We have chosen the United States District Court for the District of Massachusetts as the exclusive forum for such causes of action because our principal executive offices are located in Cambridge, Massachusetts. Some companies that have adopted similar federal district court forum selection provisions are currently subject to a suit in the Court of Chancery of the State of Delaware brought by stockholders who assert that the federal district court forum selection provision is not enforceable. On December 19, 2018, the Court of Chancery of the State of Delaware issued a decision declaring that federal forum selection provisions purporting to require claims under the Securities Act be brought in federal court are ineffective and invalid under Delaware law. On January 17, 2019, the decision was appealed to the Delaware Supreme Court. While the Delaware Supreme Court recently dismissed the appeal on jurisdictional grounds, we expect that the appeal will be re-filed after the Court of Chancery issues a final judgment. Unless and until the Court of Chancery’s decision is reversed by the Delaware Supreme Court or otherwise abrogated, we do not intend to enforce our federal forum selection provision designating the District of Massachusetts as the exclusive forum for Securities Act claims. In the event that the Delaware Supreme Court affirms the Court of Chancery’s decision or otherwise determines that federal forum selection provisions are invalid, our board of directors intends to amend promptly our bylaws to remove our federal forum selection bylaw provision.

Section 203 of the Delaware General Corporation Law

We are subject to the provisions of Section 203 of the DGCL (“Section 203”). In general, Section 203 prohibits a publicly-held Delaware corporation from engaging in a “business combination” with an “interested stockholder” for a three-year period following the time that this stockholder becomes an interested stockholder, unless the business combination is approved in a prescribed manner. A “business combination” includes, among other things, a merger, asset or stock sale or other transaction resulting in a financial benefit to the interested stockholder. An “interested stockholder” is a person who, together with affiliates and associates, owns, or did own within three years prior to the determination of interested stockholder status, 15% or more of the corporation’s voting stock.

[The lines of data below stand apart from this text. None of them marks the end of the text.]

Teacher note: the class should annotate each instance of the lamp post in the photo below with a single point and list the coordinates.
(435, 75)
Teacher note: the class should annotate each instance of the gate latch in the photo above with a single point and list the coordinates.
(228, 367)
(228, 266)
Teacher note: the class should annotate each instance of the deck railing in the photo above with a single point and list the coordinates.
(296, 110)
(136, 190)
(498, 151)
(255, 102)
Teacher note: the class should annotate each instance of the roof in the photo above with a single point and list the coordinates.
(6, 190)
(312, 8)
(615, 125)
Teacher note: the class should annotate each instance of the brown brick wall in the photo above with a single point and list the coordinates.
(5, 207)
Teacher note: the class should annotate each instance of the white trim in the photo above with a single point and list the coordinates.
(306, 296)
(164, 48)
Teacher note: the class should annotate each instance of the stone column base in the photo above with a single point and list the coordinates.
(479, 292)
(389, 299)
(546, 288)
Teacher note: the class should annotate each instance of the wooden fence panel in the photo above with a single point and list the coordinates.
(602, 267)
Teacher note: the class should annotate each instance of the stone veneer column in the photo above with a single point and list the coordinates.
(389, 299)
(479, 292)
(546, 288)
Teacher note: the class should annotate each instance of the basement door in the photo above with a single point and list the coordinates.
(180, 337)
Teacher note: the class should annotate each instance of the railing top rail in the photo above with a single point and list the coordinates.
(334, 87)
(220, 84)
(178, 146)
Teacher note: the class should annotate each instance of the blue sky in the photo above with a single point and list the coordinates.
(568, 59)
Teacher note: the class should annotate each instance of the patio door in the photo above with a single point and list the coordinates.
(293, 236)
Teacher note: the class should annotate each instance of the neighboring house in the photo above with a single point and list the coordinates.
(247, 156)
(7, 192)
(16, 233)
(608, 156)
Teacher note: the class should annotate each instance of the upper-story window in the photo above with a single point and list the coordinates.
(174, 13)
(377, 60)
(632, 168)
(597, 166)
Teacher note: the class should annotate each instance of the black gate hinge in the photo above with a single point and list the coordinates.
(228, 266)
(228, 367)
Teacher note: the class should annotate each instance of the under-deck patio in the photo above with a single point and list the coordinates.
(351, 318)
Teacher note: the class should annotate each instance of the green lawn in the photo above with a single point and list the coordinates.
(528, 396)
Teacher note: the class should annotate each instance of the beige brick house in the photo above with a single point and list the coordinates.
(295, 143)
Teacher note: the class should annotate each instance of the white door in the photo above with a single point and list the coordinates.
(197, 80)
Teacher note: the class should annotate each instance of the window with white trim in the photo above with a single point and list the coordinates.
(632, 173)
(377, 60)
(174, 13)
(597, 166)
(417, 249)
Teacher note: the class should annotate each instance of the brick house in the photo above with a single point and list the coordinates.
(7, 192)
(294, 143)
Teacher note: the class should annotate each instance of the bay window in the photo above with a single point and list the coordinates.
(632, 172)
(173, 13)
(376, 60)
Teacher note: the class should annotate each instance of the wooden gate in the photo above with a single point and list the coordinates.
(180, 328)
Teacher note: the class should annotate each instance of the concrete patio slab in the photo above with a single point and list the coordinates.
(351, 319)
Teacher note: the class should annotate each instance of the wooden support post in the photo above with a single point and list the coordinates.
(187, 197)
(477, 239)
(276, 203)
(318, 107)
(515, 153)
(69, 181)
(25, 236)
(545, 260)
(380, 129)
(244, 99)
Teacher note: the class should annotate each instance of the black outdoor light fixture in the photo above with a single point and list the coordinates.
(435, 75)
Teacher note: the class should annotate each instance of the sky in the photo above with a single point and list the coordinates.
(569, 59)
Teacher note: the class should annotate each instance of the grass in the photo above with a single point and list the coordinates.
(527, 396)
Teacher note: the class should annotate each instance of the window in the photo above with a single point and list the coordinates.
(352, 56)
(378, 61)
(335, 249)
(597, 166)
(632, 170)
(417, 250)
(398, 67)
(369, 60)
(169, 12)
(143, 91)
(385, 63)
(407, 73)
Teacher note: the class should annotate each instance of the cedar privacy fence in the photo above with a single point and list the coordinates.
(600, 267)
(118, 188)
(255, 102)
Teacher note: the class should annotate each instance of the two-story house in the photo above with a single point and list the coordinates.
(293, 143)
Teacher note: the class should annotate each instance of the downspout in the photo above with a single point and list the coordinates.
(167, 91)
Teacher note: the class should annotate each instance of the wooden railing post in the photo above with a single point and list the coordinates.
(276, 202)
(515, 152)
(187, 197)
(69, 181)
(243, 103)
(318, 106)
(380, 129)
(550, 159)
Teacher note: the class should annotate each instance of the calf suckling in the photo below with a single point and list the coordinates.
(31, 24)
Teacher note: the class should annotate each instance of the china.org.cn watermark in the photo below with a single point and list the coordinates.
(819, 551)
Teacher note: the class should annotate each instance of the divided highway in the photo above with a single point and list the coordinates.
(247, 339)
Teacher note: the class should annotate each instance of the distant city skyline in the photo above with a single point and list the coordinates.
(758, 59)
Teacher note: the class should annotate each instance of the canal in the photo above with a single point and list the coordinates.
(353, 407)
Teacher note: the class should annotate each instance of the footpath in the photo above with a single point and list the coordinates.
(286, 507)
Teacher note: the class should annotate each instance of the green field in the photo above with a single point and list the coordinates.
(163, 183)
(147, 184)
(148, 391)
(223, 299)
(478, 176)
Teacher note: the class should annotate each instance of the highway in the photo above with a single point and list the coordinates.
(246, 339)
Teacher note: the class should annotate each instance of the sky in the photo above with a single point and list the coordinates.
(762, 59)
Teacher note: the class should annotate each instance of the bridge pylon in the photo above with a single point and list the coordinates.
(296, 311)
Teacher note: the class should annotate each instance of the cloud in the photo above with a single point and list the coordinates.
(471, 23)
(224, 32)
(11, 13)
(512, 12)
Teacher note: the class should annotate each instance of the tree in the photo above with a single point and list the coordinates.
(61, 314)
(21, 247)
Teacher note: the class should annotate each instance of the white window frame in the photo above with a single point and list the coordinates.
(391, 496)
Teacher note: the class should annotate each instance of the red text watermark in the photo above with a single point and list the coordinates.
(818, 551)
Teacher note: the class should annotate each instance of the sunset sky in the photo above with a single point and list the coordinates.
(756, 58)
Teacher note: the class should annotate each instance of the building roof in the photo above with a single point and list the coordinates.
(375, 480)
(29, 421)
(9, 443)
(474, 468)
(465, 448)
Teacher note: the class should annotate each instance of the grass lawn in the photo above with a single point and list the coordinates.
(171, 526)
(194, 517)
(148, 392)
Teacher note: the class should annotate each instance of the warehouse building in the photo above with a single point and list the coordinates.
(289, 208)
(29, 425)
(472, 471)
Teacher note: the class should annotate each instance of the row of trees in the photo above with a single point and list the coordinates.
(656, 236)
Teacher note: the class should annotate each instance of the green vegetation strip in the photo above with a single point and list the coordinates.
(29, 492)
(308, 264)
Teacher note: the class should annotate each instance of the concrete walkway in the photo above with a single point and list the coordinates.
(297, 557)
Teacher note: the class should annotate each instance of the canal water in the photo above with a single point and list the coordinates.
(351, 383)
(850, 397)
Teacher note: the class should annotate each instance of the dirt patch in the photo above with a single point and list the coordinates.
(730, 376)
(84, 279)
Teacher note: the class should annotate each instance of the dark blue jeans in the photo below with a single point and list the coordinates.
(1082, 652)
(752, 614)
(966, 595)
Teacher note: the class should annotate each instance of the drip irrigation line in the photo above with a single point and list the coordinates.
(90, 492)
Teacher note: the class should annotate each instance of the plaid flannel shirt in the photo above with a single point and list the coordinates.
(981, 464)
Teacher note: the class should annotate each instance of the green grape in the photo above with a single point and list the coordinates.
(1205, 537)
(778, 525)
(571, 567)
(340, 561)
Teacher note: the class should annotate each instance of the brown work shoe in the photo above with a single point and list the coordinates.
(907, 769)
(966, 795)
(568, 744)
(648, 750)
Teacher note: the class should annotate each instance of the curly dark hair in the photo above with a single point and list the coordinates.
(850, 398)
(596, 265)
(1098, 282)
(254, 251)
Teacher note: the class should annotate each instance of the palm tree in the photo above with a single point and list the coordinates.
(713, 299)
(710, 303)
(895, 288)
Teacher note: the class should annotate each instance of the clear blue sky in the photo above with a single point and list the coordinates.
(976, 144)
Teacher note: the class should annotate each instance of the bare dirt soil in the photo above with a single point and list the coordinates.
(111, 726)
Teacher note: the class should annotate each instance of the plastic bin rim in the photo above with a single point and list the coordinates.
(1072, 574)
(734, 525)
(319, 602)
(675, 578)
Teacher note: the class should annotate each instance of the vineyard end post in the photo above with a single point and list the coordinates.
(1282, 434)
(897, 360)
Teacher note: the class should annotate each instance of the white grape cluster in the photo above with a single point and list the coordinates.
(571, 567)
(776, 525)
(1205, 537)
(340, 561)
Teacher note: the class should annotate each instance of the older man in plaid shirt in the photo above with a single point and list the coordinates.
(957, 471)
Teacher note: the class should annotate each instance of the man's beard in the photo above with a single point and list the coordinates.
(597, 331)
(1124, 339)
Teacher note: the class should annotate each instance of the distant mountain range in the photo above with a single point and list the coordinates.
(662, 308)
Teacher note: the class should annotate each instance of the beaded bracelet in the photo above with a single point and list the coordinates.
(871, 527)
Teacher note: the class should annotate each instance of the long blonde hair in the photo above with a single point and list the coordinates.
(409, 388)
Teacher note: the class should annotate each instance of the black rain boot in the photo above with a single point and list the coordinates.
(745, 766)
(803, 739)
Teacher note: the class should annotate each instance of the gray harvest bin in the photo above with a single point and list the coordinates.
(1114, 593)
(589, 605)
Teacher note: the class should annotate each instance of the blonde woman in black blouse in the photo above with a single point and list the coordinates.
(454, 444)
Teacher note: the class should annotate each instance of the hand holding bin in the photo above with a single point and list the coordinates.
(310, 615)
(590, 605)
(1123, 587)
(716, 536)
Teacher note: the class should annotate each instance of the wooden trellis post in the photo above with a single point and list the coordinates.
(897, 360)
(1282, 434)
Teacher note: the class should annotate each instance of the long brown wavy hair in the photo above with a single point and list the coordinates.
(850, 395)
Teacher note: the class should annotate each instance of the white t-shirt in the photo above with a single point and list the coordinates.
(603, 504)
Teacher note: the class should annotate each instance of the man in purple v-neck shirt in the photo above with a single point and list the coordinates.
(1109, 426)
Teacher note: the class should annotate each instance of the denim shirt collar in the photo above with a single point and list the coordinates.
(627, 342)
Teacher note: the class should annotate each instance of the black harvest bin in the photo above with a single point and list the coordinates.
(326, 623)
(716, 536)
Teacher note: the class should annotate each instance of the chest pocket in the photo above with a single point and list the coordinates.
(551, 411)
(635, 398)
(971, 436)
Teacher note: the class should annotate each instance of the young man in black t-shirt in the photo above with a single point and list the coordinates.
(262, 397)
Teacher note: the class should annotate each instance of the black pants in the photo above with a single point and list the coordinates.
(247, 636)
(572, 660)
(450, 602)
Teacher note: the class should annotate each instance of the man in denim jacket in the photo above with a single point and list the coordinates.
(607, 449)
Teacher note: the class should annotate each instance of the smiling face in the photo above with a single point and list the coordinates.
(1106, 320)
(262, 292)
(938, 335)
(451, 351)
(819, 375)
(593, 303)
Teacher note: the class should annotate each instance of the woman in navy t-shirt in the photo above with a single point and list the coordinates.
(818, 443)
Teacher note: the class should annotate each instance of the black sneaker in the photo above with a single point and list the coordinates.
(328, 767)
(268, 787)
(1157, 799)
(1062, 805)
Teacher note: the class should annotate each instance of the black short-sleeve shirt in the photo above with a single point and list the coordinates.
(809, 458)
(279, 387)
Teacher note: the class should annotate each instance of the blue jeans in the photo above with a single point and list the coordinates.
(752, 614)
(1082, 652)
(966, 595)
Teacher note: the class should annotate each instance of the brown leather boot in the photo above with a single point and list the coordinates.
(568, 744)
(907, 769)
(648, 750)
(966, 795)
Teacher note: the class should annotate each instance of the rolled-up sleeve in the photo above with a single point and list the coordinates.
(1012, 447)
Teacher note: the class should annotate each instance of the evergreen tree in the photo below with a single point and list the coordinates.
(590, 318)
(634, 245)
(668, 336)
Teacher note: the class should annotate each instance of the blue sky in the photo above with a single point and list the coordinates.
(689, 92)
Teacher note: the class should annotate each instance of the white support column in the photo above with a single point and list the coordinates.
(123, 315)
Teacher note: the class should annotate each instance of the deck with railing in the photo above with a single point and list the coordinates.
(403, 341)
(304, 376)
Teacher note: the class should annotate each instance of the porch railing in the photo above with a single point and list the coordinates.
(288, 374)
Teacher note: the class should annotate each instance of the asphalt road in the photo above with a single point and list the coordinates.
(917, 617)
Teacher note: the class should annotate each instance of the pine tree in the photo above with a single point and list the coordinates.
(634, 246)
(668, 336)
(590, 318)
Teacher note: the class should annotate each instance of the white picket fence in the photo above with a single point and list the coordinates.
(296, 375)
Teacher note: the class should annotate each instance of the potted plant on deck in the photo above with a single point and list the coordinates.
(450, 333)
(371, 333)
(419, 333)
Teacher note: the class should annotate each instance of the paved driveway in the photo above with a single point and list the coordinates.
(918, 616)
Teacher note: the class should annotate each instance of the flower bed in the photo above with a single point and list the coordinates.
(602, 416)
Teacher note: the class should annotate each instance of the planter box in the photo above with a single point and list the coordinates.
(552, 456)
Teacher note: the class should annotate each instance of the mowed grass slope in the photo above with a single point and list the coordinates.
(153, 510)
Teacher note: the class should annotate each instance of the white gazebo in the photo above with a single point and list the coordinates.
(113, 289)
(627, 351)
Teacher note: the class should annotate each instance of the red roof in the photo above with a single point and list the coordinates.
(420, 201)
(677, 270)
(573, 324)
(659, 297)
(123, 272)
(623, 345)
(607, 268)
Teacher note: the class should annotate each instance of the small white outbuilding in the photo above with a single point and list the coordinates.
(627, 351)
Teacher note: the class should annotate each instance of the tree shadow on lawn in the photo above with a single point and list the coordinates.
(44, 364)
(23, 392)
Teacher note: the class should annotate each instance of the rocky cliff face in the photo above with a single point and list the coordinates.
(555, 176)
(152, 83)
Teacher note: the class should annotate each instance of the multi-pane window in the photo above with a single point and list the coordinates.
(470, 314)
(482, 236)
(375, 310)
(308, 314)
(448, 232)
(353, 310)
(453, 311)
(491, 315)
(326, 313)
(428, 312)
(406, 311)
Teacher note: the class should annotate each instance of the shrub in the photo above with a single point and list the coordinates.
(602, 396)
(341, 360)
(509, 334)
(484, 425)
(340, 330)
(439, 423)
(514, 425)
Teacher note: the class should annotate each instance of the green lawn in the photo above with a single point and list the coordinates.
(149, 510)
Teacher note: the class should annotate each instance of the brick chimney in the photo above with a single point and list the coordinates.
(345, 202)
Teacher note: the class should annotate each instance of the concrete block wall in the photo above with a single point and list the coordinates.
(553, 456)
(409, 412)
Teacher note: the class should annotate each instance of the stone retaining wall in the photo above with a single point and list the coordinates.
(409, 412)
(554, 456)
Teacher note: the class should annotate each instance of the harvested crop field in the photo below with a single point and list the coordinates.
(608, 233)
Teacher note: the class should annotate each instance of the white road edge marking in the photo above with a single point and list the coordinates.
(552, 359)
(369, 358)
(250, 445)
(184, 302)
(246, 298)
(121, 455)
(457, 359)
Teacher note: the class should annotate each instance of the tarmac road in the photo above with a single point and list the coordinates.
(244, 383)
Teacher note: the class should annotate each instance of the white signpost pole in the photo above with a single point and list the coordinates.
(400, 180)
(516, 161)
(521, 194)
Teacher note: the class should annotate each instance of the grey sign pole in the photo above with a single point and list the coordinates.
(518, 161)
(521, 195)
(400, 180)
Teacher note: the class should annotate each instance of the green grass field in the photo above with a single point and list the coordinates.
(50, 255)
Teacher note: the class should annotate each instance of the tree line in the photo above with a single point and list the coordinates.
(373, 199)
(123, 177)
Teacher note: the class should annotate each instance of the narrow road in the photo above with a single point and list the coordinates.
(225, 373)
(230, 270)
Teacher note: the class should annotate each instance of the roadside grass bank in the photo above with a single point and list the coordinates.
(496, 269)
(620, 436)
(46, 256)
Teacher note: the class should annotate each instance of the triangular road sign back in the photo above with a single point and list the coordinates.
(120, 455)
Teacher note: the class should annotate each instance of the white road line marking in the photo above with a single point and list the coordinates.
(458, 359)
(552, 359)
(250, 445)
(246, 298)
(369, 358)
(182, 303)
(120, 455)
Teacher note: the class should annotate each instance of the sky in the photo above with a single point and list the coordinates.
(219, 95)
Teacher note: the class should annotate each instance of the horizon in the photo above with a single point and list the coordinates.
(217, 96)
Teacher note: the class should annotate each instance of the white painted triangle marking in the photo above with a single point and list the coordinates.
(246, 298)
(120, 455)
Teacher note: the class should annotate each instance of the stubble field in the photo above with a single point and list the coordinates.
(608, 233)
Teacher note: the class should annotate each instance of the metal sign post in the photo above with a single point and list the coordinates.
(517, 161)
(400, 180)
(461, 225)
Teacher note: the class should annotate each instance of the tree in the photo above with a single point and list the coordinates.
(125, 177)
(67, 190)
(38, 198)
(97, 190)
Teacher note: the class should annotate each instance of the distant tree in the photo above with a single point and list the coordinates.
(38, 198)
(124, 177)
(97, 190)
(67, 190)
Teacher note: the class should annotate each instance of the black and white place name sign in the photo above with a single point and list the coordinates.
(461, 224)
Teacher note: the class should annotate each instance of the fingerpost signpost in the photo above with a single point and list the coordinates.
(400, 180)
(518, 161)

Under Section 203, a business combination between a corporation and an interested stockholder is prohibited unless it satisfies one of the following conditions: before the stockholder became interested, the board of directors approved either the business combination or the transaction which resulted in the stockholder becoming an interested stockholder; upon consummation of the transaction which resulted in the stockholder becoming an interested stockholder, the interested stockholder owned at least 85% of the voting stock of the corporation outstanding at the time the transaction commenced, excluding for purposes of determining the voting stock outstanding, shares owned by persons who are directors and also officers, and employee stock plans, in some instances; or at or after the time the stockholder became interested, the business combination was approved by the board of directors of the corporation and authorized at an annual or special meeting of the stockholders by the affirmative vote of at least two-thirds of the outstanding voting stock which is not owned by the interested stockholder.

A Delaware corporation may “opt out” of these provisions with an express provision in its original certificate of incorporation or an express provision in its certificate of incorporation or bylaws resulting from a stockholders’ amendment approved by at least a majority of the outstanding voting shares. We have not opted out of these provisions. As a result, mergers or other takeover or change in control attempts of us may be discouraged or prevented.